Anyone have an opinion on cross-strung harps?

Posted In: Amateur Harpists

  • Participant
    unknown-user on #160016

    Am wanting to learn harp and while researching harp manufacturers, I
    came across a cross-strung harp, which has no need for tuning levers,
    since all the chromatic notes are there.

    amy-walts on #160017

    Hi Deb.
    I myself don’t play cross-strung harp, but I did meet up with Harper Tasche (who is outstanding
    on the cross-strung) in Canada this year and listened to him speak at length about his, and got to
    give it a quick try. I’m by no means an expert, but I may be able to give you a very rudimentary
    overview. The cross-strung is a fabulous instrument, but you may find a good deal of difficulty
    finding a way to learn it, as not very many people play it (compared with more conventional
    harps), and even fewer teach it. There are a few books and videotapes that are supposedly
    available, but the ones I’ve seen go on the assumption that you’ve already got some harp
    experience under your belt– they’re not geared towards people completely new to harping.
    So even teaching yourself may prove difficult. Playing the cross-strung harp is very, very
    different from playing “regular” harp, in that the hand positions are all different. One needs to think
    “in three dimensions”, as your hands not only need to find the right place horizontally on the harp,
    but also vertically in order to select the right combinations of strings above and/or below the
    cross. While sitting at the harp, the string at the low left set is continued at the high right set, and
    the strings beginning on the right end on the left, etc, so that the basic chord patterns for the two
    hands are opposites. One must learn specialized (and different) hand positions for each hand
    and each chord, therefore, which are often named after letters, like “v” , based on which fingers
    are up or down for each combination. It is very complex to learn. Quite honestly, I wouldn’t
    recommend you learn harp on a cross-strung to start out with unless you have a teacher locally to
    guide you through it. You might be better off learning on a more conventional instrument and
    then advancing to the cross-strung later on (not to discourage you, of course!) Coming from a
    piano background myself, I can assure you that using sharping levers on a harp is not as bad as
    it seems when you’re first setting out to learn. You get the hang of it quickly, and a surprising
    amount of your piano repertoire can be adapted. If you are hoping to play primarily very
    chromatic music, you may want to consider learning the pedal harp rather than lever harp, in any
    case– teachers will be easier to find, your repertoire will be more directly transferable, and once
    you are confident at the fundamentals of harping, you can always shoot for the cross-strung later
    on. There are a number of places that will offer financing on pedal harps to make them more
    Hope that helps.

    unknown-user on #160018

    I play the cross strung harp. Since I play keyboards, the transition to cross strung harp was quite easy. I have a Stony End cross strung lap harp and am getting ready to buy a cross strung floor harp with five octaves (the lap has three.) I also have a levered harp. Compared to the cross strung, I find the levered harp limited.

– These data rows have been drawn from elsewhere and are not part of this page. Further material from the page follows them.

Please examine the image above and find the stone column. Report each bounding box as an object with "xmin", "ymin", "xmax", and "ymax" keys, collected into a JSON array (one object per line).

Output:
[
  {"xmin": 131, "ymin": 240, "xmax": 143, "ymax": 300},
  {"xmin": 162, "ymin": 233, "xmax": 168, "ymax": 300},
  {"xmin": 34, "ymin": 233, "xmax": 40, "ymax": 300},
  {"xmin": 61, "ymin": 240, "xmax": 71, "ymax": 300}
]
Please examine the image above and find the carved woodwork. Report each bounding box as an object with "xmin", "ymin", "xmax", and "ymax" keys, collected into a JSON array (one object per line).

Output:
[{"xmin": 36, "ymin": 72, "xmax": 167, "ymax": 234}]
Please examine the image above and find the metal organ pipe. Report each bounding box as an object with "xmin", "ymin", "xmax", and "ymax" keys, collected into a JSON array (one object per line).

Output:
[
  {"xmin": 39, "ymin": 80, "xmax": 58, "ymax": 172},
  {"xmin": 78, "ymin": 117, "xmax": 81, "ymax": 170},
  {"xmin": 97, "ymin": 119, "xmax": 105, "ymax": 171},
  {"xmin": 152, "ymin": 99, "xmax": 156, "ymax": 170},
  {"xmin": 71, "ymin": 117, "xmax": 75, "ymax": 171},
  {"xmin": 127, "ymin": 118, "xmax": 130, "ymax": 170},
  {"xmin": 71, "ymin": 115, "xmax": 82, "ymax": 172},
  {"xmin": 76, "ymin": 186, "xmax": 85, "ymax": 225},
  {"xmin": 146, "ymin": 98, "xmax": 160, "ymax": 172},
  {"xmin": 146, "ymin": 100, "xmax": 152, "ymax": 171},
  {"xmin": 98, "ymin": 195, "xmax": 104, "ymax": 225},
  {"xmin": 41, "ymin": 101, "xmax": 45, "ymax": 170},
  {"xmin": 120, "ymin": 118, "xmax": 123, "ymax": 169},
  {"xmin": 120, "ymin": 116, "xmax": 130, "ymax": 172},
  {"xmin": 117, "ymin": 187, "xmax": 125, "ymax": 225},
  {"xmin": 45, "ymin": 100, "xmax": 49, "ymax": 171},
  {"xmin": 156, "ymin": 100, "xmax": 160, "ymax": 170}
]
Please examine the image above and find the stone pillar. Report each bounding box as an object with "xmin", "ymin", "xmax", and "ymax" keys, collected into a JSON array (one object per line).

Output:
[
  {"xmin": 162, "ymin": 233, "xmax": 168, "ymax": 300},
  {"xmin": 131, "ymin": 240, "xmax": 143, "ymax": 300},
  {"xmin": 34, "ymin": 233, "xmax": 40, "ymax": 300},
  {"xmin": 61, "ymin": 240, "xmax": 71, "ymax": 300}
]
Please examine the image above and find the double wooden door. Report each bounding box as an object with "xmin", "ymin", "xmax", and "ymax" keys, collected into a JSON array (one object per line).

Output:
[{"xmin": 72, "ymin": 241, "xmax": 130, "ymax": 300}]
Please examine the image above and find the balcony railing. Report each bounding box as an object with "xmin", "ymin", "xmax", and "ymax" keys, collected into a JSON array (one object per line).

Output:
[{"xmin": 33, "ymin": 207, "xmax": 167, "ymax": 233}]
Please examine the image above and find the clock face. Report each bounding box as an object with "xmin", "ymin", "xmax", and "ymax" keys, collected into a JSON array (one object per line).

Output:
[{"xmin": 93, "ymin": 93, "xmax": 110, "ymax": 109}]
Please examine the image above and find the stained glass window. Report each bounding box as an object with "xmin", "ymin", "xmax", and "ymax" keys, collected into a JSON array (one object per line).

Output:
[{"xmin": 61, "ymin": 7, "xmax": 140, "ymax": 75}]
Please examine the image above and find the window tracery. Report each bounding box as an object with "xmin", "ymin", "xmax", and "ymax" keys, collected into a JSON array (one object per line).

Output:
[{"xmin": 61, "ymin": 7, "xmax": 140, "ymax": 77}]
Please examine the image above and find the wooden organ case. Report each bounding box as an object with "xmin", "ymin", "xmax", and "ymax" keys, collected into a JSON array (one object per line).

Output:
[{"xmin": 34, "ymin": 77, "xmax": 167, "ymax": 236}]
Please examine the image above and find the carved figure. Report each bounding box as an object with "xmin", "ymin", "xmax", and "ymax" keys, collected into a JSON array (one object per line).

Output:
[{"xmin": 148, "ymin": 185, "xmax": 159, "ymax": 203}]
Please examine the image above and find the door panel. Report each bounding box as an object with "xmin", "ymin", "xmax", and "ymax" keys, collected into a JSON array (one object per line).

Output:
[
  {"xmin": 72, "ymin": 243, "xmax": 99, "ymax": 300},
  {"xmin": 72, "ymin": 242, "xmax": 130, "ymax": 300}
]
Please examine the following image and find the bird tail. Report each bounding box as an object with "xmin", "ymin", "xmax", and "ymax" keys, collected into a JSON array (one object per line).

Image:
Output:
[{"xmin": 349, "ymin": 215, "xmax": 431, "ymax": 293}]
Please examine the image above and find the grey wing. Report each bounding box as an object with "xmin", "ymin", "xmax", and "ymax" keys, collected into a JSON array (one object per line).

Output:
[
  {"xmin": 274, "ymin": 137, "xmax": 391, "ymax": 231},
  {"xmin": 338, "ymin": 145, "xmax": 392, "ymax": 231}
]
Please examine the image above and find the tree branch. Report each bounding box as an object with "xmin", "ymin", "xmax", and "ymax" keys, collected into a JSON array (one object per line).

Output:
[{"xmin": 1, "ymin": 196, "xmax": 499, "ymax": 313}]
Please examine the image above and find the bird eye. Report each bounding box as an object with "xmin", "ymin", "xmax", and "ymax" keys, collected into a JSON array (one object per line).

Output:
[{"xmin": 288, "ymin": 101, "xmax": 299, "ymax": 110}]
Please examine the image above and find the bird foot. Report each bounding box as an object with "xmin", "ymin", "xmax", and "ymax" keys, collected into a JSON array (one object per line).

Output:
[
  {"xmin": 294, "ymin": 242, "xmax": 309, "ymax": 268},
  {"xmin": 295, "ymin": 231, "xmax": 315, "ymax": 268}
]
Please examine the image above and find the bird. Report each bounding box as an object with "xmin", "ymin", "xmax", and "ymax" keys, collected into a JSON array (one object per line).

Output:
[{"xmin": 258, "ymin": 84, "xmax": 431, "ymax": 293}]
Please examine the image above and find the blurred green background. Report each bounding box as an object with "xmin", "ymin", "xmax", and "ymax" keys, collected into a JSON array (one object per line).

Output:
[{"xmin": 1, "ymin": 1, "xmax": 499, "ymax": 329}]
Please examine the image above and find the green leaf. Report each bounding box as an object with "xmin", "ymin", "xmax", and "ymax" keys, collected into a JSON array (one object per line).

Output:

    unknown-user on #160019

    I play cross-strung harp, and own the second one (first after the prototype) made by Argent Fox in Bloomington IND (

    unknown-user on #160020

    hi Panda,

    I’m living in Germany, in Black Forest and have no possibility to find a teacher for cromatic harp somewhere here, If you know how I can order any books for this orcan give me some adwice, it would be really great. I’m an opera singer and just start to play chromatic harp, which I already love very much. I don’t know, where are you at home but I’m going to visit London from 23 to 31 of Oktober

    michael-rockowitz on #160021


    If you read the information in this link, it will answer a lot of your questions.

    Information on Cross Strung harp by Harper Tasche

    Lower down on that page, there’s also a reference to a book that Harper Tasche wrote, “How To Play The Cross-Strung Harp.”